Tegenover me zit een gedreven leidinggevende. Ze heeft een tomeloze inzet om het goed te doen. Ze is perfectionistisch en niet snel tevreden. De lat ligt hoog. Ze werkt hard, volgens regels en richtlijnen, houdt graag alles onder controle en geeft niet snel op. Ze is bang dat ze het in haar nieuwe baan niet goed genoeg doet. Haar nieuwe team is een internationaal team. De werktaal is Engels geworden.
De omschakeling kost haar moeite. Ze kan zich niet altijd meer uitdrukken op de manier zoals ze zou willen. Ze mist de vaardigheden om nuances over het voetlicht te brengen, gevoelens en emoties bespreekbaar te maken. En ze merkt de effecten daarvan. Omdat ze haar Engels niet goed genoeg beheerst draait haar team niet soepel genoeg, is de sfeer niet goed en is ze de grip kwijtgeraakt. Dit knaagt aan haar. Ze neemt extra Engelse lessen maar vreest dat dit niet voldoende zal zijn. Heeft de coach nog tips?
Op mijn vraag of ze er echt van overtuigd is dat haar Engels zo’n grote rol speelt bij dit alles, reageert ze fel en verdedigend. ‘Ik heb daar natuurlijk al over nagedacht, ik heb mezelf en mijn aanpak binnenstebuiten gekeerd, maar ik kan tot geen andere conclusie komen. Dat Engels is het enige dat ik anders doe vergeleken bij mijn oude baan.’
Ik vraag waarom ze de ‘schuld’ bij zichzelf zoekt. Ze kijkt me met grote ogen aan. ‘Ja, ik ben toch de leidinggevende, ze verwachten toch duidelijkheid en sturing van me, ik moet toch een voorbeeldfunctie neerzetten?’
Buiten spel
Ik zeg dat ze zichzelf nu wel erg belangrijk maakt en op een voetstuk plaatst. Ze lijkt wel alleen met zichzelf bezig te zijn. Weer die grote ogen. ‘Bedoel je dat ik het niet goed genoeg doe en mijn team niet goed genoeg aanstuur?’ ‘Nee, dat bedoel ik niet’, zeg ik. Er valt een stilte.
En even later valt bij haar het kwartje. ‘O jee, je hebt gelijk … ik ben ook alleen met mezelf bezig en met hoe ík leiding geef, hoe míjn Engels is en hoe ík het beter zou moeten doen. Ik zet zo mijn team buiten spel!’
Hierna is de weg vrij om verschillende dingen bespreekbaar te maken en om te oefenen aan de hand van nieuwe inzichten en het loslaten van oude overtuigingen die niet (meer) nuttig blijken.

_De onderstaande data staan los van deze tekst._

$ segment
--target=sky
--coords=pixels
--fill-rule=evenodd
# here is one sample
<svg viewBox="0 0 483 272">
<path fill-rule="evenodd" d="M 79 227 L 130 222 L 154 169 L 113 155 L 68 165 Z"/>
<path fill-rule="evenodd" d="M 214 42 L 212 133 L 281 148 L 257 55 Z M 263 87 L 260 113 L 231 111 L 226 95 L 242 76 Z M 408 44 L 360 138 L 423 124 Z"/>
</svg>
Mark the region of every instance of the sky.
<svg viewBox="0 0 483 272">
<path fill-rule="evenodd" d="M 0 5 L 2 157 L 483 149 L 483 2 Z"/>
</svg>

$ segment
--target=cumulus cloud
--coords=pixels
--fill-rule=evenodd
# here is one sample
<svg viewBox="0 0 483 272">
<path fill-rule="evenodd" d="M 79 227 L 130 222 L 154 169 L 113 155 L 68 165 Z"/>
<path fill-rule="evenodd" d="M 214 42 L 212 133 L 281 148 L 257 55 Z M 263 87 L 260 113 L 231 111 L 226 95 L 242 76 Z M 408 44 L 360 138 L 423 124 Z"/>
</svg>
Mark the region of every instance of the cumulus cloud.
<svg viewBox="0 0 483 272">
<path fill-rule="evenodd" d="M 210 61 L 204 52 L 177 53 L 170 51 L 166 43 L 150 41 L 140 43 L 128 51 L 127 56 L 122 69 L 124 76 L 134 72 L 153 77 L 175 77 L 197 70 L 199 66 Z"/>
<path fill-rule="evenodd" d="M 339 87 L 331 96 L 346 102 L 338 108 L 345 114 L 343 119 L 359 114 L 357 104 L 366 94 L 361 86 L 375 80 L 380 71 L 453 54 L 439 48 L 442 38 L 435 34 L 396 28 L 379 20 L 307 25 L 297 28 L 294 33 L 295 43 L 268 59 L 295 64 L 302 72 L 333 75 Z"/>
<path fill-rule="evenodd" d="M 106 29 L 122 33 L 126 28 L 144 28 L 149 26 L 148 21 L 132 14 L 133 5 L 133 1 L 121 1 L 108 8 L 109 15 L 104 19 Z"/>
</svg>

Vele dingen komen in het coachingstraject aan bod. We praten over hoe de angst om het niet goed genoeg te doen je kan verlammen. En over hoezeer je kan verkrampen als je te zeer met jezelf – en je eigen uitdrukkingsvaardigheid – bezig bent en niet meer met je doel, of daardoor een ander niet bij het proces betrekt. We onderzoeken het keurslijf van perfectionisme en de utopie van controle willen houden. En we praten over cultuurverschillen en het aansturen van een internationaal team.
Waar we niet meer over praten is het kennisniveau van het Engels van mijn coachee.
En for the record: ze is inmiddels gestopt met haar extra lessen Engels, want zoals ze zelf nu zegt: ‘Mijn Engels is purr…fect.’